[OpenAFS] Mount point weirdness: fs lsm X, fs lq X return different
volumes for same mount point.
Kim Kimball
dhk@ccre.com
Fri, 03 Oct 2008 10:46:27 -0600
Derrick Brashear wrote:
> I don't see fs checkv before the attempted fix. Was it?
> _______________________________________________
> OpenAFS-info mailing list
> OpenAFS-info@openafs.org
> https://lists.openafs.org/mailman/listinfo/openafs-info
>
>
>
Hi Derrick,
Sorry to delay in response.
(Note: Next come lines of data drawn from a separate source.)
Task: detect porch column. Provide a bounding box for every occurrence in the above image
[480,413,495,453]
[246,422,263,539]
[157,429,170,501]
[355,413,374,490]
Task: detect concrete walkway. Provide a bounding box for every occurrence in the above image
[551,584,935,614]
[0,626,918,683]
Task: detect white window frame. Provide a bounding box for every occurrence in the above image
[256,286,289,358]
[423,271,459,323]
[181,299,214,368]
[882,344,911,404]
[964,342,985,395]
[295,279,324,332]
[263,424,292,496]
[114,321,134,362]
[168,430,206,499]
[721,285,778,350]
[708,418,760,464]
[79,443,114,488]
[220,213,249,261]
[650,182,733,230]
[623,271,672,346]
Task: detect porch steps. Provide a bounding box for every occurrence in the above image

A wooky ripped my left shoulder out of the
socket (IOW I flipped a recumbent trike) and I was getting the good news
(it can be scoped) and catching up on my 401-keg plan,
Anyway, we used fs checkv like it was going out of style.
The first fix, which I don't believe I mentioned, was to dump/restore
the volume containing the mount point, and the volume mounted, to force
new volIDs. This worked, resolving the issue for all the various client
types and versions, simultaneously, for the dumped/restored volumes. I
don't believe dump/restore of the parent was necessary but didn't try
independently.
I figured this would work as there was obviously some confusion about
volIDs/names and I wasn't sure where the confusion might be.
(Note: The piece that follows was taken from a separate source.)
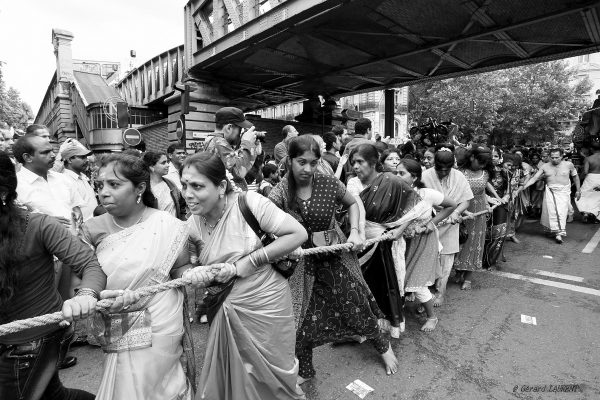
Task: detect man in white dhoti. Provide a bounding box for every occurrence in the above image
[519,149,581,244]
[576,142,600,222]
Figuring it might be an oddity with the file servers, I bos restarted
all of them. I chose not to reboot as the critical volumes were 'back
in place.'
The bos restart did not help, and I continued to see the same disparity
between 'fs lsm' and 'fs lq' on about forty mount points.
Since these were mostly disused volumes, I experimented with other
approaches.
I tried salvaging the vol.ume containing the disobeyed mount point; no joy.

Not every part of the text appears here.